Life could have come from the interaction of RNA and peptides that worked as the first genetic code. A self-sustaining loop of reactions would create enzymes, choosing from just two types of amino acids instead of 20 types found in modern proteins.

1) "Load enzymes" coincide with the sequences of bases in RNA and help create peptide chains from the associated amino acids of the first (red) and second (green) class
2) The chains of peptides fold into functional forms.
3) Depending on the form of the chain, amino acids of the first or second class are selected and become active load enzymes.
4) Enzymes interact with RNA and deliver amino acids to forming chains.

Gödel's theorem and the chemistry of life


Carter sees a lot of similarity between this loop and the loop in mathematics described by the philosopher and mathematician Kurt Godel , whose incompleteness theorem postulates that statements in any logical system must appear that cannot be proved or disproved by the means of the system itself. “I think that the analogy with Godel's theorem gives a pretty strong argument in favor of inevitability,” said Carter.

In recent works, Carter and Wills show that their peptide-RNA world solves problems with gaps in the history of the origin of life, which only one RNA cannot explain. “They provide robust theoretical and experimental evidence that RNA and peptides jointly participated in the genesis of the genetic code from the very beginning,” Hofmeyr said, “and that metabolism, creation through copying, transfer and reproduction, should have evolved together.”

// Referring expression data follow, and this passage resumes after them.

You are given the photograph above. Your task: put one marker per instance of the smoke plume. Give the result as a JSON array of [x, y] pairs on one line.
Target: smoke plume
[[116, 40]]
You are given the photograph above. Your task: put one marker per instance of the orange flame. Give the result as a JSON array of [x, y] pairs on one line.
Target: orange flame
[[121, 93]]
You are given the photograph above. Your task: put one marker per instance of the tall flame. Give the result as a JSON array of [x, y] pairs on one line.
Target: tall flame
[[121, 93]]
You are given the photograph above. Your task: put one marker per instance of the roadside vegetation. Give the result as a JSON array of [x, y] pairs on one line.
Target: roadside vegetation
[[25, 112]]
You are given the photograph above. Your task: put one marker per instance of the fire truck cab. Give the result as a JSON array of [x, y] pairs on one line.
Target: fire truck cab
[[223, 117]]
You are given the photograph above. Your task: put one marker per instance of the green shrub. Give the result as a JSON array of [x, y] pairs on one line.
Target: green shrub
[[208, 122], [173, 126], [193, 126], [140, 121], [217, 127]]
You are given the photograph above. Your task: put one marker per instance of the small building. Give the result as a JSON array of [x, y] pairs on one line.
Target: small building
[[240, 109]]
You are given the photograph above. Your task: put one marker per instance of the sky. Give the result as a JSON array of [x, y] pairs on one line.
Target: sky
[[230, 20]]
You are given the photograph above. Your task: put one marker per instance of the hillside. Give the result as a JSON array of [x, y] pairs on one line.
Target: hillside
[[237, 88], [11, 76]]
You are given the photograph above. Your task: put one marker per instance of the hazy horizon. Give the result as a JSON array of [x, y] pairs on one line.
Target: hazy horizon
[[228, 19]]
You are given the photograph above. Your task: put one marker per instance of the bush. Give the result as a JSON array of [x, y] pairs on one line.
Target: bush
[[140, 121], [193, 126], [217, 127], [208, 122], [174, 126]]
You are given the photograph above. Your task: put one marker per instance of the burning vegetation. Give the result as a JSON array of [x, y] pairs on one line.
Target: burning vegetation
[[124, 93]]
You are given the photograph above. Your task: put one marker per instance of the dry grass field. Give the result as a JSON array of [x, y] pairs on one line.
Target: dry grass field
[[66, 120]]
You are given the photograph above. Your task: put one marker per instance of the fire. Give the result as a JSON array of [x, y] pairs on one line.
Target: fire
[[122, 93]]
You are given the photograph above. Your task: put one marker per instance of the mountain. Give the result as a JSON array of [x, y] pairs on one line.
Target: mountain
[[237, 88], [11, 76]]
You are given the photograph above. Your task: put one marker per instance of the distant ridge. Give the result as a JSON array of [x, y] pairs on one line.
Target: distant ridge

Of course, the Carter-Wills model begins with a genetic code, the existence of which involves complex chemical reactions, which include molecules such as transport RNA and stress enzymes. The researchers claim that the events preceding the scenario proposed by them involved the interaction of RNA and peptides. However, this assumption leaves many open questions about how this chemistry started and how it looked.

To answer these questions, there are many theories that go far beyond the RNA world. Some scientists even use the opposite approach from Carter and Wills: they believe that the earliest stages in the development of life do not have to resemble the chemistry that exists today. Doron Lancet , a genome researcher at the Wiseman Science Institute in Israel, offers an alternative theory based on the assembly of lipids that catalyze the entry and exit of various molecules. Information is transmitted not by genetic sequences, but by lipid compositions.

Like the Carter-Wills model, the idea of ​​the Lancet includes not one type of molecules, but a huge number of them. “More and more evidence is gathered,” says the Lancet, “able to confirm this alternative hypothesis.” So far, scientists have not decided what exactly happened at the origins of life, but, apparently, they are beginning to move away from the story in which there was only RNA. “We need to put only a few eggs in the basket with RNA,” said Hofmeyr.